Culture

Tamika Mallory: Daniel Cameron 'no different than the sellout negroes that sold our people'



Women’s March co-founder Tamika Mallory on Friday smeared Kentucky Attorney General Daniel Cameron as no different than “the sellout negroes” who sold their ancestors into slavery.

Speaking at a press conference held by Benjamin Crump, an attorney representing the family of Breonna Taylor, Ms. Mallory slammed Mr. Cameron, a Black Republican, as being complicit in White supremacy following his announcement Wednesday that a Jefferson County grand jury declined to indict any of the three Louisville police officers in the March fatal shooting of Taylor.

Ms. Mallory told reporters, “I thought about the ships that went into Fort Monroe and Jamestown with our people on them over 400 years ago and how there were also Black men on those ships that were responsible for bringing our people over here.

“Daniel Cameron is no different than the sellout negroes that sold our people into slavery and helped White men to capture our people, to abuse them, and to traffic them while our women were raped, while our men were raped by savages,” she continued. “That is who you are, Daniel Cameron. You are a coward. You are a sellout. And you were used by the system to harm your own mama, your own Black mama. We have no respect for you, no respect for your Black skin because all of our skin folk ain’t our kinfolk. And you do not belong to Black people at all.”

Ms. Mallory, a leading organizer of the 2017 and 2019 Women’s Marches, resigned from the organization in September 2019 amid allegations of anti-Semitism within the group’s leadership.

Ms. Mallory’s ties to Nation of Islam Minister Louis Farrakhan, described by the Anti-Defamation League as “America’s leading anti-Semite,” came under the harshest scrutiny, though the organization said it had nothing to do with her departure. She now leads the group Until Freedom, which is helping to organize protests in Louisville, The Courier Journal reported. 

Taylor’s aunt Bianca Austin also spoke at Friday’s news conference, reading a statement from Taylor’s mother Tamika Palmer that said she “never had faith in Daniel Cameron to begin with.”

“I knew he had already chosen to be on the wrong side of the law,” Ms. Austin read.

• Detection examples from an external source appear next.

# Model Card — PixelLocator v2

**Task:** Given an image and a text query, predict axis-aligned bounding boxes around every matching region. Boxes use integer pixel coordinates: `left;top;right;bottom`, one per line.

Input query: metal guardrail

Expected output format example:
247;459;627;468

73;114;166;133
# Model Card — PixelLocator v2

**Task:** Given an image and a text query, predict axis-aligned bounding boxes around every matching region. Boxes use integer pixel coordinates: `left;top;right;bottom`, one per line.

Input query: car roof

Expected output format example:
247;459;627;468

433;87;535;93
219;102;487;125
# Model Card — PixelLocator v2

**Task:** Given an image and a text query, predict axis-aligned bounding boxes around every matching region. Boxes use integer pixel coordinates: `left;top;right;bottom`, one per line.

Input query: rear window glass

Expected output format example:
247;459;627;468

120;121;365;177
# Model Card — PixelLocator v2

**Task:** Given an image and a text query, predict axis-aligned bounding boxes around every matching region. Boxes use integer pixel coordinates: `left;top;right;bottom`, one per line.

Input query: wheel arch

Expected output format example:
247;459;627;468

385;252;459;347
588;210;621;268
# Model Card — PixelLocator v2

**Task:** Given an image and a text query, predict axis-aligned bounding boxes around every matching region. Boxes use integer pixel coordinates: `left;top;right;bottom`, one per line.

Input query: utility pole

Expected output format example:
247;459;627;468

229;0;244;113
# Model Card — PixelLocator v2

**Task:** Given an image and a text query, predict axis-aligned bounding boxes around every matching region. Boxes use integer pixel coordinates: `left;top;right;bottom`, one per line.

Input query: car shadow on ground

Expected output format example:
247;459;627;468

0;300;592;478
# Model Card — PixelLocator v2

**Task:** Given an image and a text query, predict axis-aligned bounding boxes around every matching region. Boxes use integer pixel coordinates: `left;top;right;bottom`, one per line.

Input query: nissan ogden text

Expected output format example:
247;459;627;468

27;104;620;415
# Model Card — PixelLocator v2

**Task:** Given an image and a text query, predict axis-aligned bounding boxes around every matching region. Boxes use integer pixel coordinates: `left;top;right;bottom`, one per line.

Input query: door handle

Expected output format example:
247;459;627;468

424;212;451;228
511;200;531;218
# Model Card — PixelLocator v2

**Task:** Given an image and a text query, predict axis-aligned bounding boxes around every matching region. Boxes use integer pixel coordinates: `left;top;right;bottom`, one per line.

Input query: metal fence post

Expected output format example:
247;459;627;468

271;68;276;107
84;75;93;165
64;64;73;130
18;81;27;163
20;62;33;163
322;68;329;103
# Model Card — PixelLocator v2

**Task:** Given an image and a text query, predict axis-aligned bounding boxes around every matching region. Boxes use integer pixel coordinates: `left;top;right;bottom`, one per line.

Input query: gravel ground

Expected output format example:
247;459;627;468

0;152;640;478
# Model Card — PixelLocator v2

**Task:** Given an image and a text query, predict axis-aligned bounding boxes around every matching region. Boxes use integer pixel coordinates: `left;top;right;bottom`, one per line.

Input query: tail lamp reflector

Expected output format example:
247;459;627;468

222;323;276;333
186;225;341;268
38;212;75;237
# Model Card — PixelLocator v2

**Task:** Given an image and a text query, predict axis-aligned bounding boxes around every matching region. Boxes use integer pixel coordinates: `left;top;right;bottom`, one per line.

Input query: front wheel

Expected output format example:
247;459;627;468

Elizabeth Kuhn, a spokesperson for Mr. Cameron, responded to the press conference with a statement saying the attorney general “understands that the family of Ms. Breonna Taylor is in an incredible amount of pain and anguish, and he also understands that the outcome of the Grand Jury proceedings was not what they had hoped.

“Regarding today’s statements at the press conference, everyone is entitled to their opinion, but prosecutors and grand jury members are bound by the facts and by the law,” the statement read. “Attorney General Cameron is committed to doing everything he can to ensure the integrity of the prosecution before him and continue fulfilling his ethical obligations both as a prosecutor and as a partner in the ongoing federal investigation.”